Hey folks,
We’d like to announce another (upcoming) major change to NetBird’s SSH feature. These changes will introduce fine-grained access control for SSH, allowing you to specify exactly which users can access which peers and which OS accounts they can log into. This will be the second breaking change to SSH and will be released with an upcoming version.
What’s Changing?
v0.61.0 will introduce fine-grained SSH access control:
- Per-User Authorization: Instead of account-level SSH enabled/disabled, you can now specify exactly which users are authorized to SSH into each peer.
- OS User Mapping: Control which NetBird users can log in as which OS usernames (e.g., allow user A to log in as
root, but user B only asdeploy).
How Are You Affected?
This is a breaking change, which means new and old versions are incompatible.
- New peers expect the management server to send an
SSHAuthstructure containing authorized user lists and OS user mappings. - An older management server won’t send this data.
- The new client uses a fail-closed security design - if authorization data is missing, all SSH connections are denied.
- If you update peers before the management server, SSH will stop working.

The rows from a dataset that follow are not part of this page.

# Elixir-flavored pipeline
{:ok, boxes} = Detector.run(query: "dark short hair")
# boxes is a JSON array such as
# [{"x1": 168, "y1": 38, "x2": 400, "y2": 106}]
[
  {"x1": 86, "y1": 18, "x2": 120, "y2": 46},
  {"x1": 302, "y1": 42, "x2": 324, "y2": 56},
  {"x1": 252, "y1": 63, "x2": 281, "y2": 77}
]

What’s the Migration Process?
- Update NetBird peers.
- (Self-hosted only) Update the management server.
- (Self-hosted only) Update the dashboard
Detailed process here: SSH Access - NetBird Docs
We understand that breaking changes require you to be more mindful about when to update your clients. However, we believe these changes are necessary to provide proper access control for SSH, allowing admins to define exactly who can access what.
That said, we’d appreciate your input - please let us know if there’s anything we might have missed or if you have any additional concerns.